Maersk’s ‘3% downpayment’

According to TradeWinds sources, the Danish shipping giant was able to use the difficult seller’s market to secure even better terms, including a downpayment of just 3% of the total newbuilding price.

There is also talk of substantial discounts on the headline price of ships. Analysts who gathered for a discussion on yard prospects in the current edition of TradeWinds’ sister magazine TW+ spoke of discounts of up to $10m available on Chinese VLCC newbuilding deals compared with current average prices of $85m.

In another example, one owner told TradeWinds he had been approached by an unnamed Japanese yard offering a new panamax bulker “in the low 20s” (million of dollars). The current market price is around $25m.

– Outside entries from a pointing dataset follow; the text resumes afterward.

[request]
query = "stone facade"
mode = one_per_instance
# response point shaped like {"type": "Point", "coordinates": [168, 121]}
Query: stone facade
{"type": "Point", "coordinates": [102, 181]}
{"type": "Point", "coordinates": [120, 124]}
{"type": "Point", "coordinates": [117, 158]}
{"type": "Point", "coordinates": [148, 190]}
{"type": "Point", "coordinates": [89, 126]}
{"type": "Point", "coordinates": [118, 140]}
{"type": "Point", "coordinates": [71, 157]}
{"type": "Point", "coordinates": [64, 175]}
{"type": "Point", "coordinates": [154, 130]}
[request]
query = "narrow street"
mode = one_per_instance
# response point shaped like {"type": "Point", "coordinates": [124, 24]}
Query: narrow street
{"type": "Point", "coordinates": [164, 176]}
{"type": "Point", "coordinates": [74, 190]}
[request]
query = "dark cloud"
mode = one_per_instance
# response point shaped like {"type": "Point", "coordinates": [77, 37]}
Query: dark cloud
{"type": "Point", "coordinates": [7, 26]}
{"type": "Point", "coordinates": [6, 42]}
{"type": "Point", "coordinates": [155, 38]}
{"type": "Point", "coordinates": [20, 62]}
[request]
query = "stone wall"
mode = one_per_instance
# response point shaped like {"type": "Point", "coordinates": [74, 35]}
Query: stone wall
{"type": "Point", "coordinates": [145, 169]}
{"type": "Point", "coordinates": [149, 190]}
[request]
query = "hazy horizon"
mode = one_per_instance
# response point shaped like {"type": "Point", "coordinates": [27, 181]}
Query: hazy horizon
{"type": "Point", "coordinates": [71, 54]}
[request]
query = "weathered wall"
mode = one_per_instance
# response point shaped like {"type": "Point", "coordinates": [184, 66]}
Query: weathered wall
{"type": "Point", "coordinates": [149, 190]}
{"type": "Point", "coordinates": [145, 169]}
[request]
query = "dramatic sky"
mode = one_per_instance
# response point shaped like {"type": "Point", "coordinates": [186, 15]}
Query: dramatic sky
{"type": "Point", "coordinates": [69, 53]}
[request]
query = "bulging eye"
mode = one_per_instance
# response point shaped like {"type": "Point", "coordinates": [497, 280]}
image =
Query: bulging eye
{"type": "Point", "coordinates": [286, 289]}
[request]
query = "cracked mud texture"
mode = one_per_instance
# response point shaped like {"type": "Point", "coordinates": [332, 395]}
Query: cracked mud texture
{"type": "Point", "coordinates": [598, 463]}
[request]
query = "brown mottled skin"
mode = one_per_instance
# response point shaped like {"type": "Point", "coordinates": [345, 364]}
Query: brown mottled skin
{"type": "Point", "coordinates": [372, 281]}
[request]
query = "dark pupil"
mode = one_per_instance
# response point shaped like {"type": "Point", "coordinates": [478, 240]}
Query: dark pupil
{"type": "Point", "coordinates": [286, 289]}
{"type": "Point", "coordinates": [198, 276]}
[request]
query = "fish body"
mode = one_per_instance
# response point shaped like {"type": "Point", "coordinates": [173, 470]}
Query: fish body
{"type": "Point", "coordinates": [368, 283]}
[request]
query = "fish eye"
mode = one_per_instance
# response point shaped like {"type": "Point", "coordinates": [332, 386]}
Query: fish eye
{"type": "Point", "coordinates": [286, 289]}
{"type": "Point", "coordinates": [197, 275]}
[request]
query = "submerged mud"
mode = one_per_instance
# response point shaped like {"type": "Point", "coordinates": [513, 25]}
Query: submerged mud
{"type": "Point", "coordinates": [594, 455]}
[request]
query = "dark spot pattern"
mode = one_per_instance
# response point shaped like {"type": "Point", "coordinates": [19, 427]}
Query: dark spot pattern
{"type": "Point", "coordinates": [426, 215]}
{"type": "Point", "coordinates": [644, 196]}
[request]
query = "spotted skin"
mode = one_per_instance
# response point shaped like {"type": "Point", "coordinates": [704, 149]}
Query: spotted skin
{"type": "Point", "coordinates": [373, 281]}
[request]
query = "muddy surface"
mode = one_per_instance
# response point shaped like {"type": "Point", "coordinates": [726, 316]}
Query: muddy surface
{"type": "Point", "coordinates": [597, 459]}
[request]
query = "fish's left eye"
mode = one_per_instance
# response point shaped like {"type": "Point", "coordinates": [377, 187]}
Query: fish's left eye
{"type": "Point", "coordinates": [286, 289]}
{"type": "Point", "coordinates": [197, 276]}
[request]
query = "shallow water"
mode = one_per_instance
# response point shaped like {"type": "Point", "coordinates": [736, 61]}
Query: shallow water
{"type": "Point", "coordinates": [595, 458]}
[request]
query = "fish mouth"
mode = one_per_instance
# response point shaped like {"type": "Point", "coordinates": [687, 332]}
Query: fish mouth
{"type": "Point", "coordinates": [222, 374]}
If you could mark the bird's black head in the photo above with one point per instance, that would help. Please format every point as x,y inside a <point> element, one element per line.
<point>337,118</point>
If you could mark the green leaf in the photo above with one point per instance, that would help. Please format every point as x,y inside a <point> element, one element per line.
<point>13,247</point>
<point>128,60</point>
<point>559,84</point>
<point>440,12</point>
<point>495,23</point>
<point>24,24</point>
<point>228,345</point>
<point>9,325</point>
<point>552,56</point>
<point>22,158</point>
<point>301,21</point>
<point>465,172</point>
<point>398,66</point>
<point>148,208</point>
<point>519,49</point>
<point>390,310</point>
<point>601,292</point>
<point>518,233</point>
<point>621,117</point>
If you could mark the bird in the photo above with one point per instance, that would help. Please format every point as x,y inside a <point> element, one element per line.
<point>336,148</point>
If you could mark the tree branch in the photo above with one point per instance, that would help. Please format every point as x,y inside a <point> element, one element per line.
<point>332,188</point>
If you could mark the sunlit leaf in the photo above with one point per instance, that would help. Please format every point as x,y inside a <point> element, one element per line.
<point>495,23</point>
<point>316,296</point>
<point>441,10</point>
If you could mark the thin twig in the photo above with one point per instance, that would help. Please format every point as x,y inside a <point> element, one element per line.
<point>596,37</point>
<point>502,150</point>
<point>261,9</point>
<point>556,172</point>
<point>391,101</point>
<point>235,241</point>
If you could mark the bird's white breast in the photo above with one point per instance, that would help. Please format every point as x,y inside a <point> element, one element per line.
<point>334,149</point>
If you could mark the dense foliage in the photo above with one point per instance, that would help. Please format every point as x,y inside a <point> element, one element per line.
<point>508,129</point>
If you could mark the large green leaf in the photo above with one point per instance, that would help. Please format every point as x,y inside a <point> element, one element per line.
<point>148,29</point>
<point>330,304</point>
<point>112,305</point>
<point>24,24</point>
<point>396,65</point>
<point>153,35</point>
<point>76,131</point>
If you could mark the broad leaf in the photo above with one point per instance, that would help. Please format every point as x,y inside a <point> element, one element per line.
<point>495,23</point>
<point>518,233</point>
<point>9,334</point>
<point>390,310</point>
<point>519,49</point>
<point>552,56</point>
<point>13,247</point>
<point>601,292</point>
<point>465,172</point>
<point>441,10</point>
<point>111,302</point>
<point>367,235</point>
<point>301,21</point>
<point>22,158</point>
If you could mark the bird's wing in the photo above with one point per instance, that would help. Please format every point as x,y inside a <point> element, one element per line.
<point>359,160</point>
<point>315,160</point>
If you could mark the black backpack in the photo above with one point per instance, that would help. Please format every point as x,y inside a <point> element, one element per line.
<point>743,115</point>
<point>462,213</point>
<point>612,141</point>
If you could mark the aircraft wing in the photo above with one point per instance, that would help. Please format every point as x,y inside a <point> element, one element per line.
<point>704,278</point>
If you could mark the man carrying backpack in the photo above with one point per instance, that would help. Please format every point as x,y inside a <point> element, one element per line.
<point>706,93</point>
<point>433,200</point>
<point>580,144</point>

However, the suggestion is strongly rejected by yards in Japan; many of the main bulker suppliers claim they have built up substantial three-year order backlogs and do not need to resort to such price levels.

Analysts point out that yards have to set their pricing to take account of owners’ lack of interest in newbuildings because of the poor trading market but also the attractiveness of the secondhand market, which currently looks like a better investment opportunity.

One factor that might support prices at current levels could be South Korea, accounting for just over a third of the newbuilding market, which appears to be going through the downturn without so far turning to heavy discounting to generate business.

The three big yards, DSME, HHI and Samsung Heavy Industries, are in deep financial trouble, which some observers suggest has prevented them from cutting prices.

Another factor is that the country’s shipbuilders are being closely monitored by other governments to see whether Korean government support that has been given to the troubled yards through state-backed creditors works through into lower pricing. That could lead to anti-dumping trade disputes.